The Malawi High Court has allowed girls who are victims of sexual violence and rape to access safe abortion services.
This follows action by a brave 14-year-old girl, identified in court as AC for legal and ethical reasons, who took legal action against the Ministry of Health for being denied the services, after being raped in 2022.
The girl also sued a clinician at Chileka Health Centre who refused to provide the service.
AC argued that by denying her the services, the clinician breached Section 19 (1) of the Gender Equality Act [Cap. 25:06] (“GEA”) which guarantees the claimant the right to adequate sexual and reproductive health which includes the right to access sexual and reproductive health services which includes safe and legal termination of pregnancy.
In his ruling, Justice Michael Tembo agreed with the girl, holding the Blantyre District Council responsible for the clinician’s actions and faulted the Ministry of Health for lacking clear guidelines on safe termination of pregnancy for minors impregnated through sexual violence.
The court ordered the Ministry to amend the Post-Abortion Care Guidelines within 180 days to ensure access to safe abortion services for such cases.
He condemned the clinician’s refusal to provide the abortion, calling it a violation of the law and failure to uphold the minor’s rights. “It is harsh and inhumane to insist that such a girl keep the pregnancy in such circumstances,
“It is, therefore, only logical and in accordance with her sexual and reproductive health rights that such a girl be allowed, without let or hindrance, to demand—if she so wishes—access to abortion services,” reads part of the ruling.
In an interview, Nyale Institute of Reproductive Health executive director Godfrey Kangaude has welcomed the ruling, saying it’s a very good development for girls who are victims of sexual violence.
“We are happy that the ruling makes clear that children who become pregnant through sexual violence have a right to lawful, timely, and compassionate abortion care, and that all health providers and institutions must act in line with the law and Act. Further, the court has asked duty bearers to take action to ensure that the Gender Equality Act is implemented.
“We must thank this girl for her bravery to take such action. There are a lot of girls who have suffered the same, but they were reluctant to take action,” he explained.
Malawi’s abortion laws are a legacy from British colonial rule. Although the country gained independence in 1964, it still upholds several colonial-era laws, including sections 149-151 of the Penal Code, which prohibit attempts to procure an abortion except when the woman’s life is in danger.
Specifically, Section 149 states that anyone who attempts to cause a miscarriage through “administering poison, using force, or any other means” shall be “guilty of a felony and liable to imprisonment for up to fourteen years.” Section 243 allows surgical operations only if they are necessary to save the life of the mother.

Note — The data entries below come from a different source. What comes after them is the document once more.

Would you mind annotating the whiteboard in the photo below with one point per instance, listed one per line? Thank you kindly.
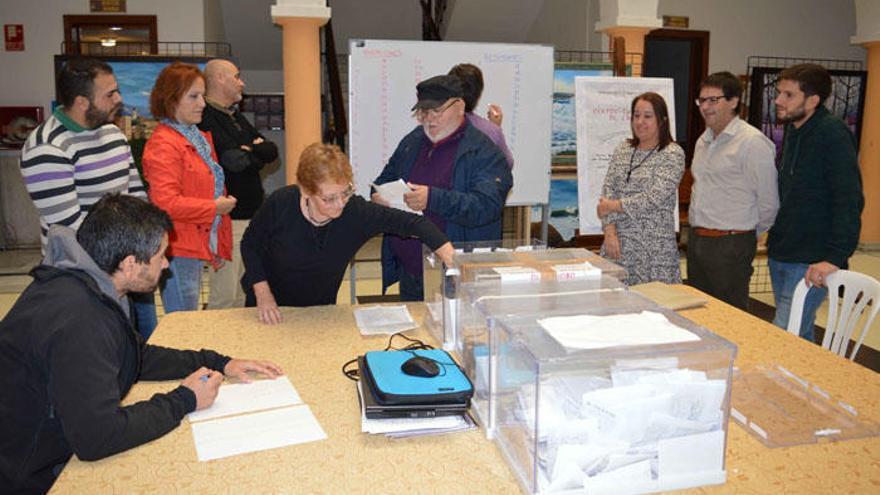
(382, 89)
(603, 122)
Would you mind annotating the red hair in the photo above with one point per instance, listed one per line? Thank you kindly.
(174, 80)
(321, 163)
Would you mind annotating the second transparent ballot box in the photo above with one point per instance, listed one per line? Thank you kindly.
(513, 263)
(440, 283)
(612, 402)
(480, 303)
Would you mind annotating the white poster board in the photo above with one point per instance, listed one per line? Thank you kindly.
(603, 122)
(382, 90)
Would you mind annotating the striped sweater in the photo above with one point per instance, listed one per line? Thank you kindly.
(67, 169)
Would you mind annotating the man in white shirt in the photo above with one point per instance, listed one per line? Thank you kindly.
(734, 197)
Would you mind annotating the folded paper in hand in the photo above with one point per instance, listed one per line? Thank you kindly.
(393, 192)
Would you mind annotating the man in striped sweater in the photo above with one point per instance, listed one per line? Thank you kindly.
(78, 155)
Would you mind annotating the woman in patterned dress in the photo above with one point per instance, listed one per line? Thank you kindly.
(639, 196)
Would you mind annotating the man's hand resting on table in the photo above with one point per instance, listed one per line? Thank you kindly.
(239, 368)
(204, 383)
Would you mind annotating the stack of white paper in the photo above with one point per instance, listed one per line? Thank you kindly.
(247, 417)
(253, 432)
(375, 320)
(596, 332)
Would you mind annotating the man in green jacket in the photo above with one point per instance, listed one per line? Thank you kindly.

Section 150 of the Penal Code stipulates that anyone who unlawfully procures, administers, or aids in an abortion is “liable to seven years” in prison. Section 151 imposes a three-year jail sentence on “anyone who supplies commodities” for illicit abortion.
Malawi’s government has long planned to change these laws. In 2012, then-President Joyce Banda appointed a Special Law Commission to review the old laws, following a request from the Ministry of Health aimed at reducing pregnancy-related deaths.
The commission, comprising doctors, lawyers, faith leaders, and chiefs, evaluated local evidence and policies in conjunction with international treaties, and visited several African countries for guidance.
After nationwide consultations and a thorough analysis of the situation, the commission in 2015 recommended expanding the grounds for legally permissible abortion.
If passed, the proposed Termination of Pregnancy Bill would grant women the right to seek an abortion (1) if the pregnancy results from rape, defilement, or incest; (2) to preserve their physical and mental health; and (3) if the fetus is severely malformed.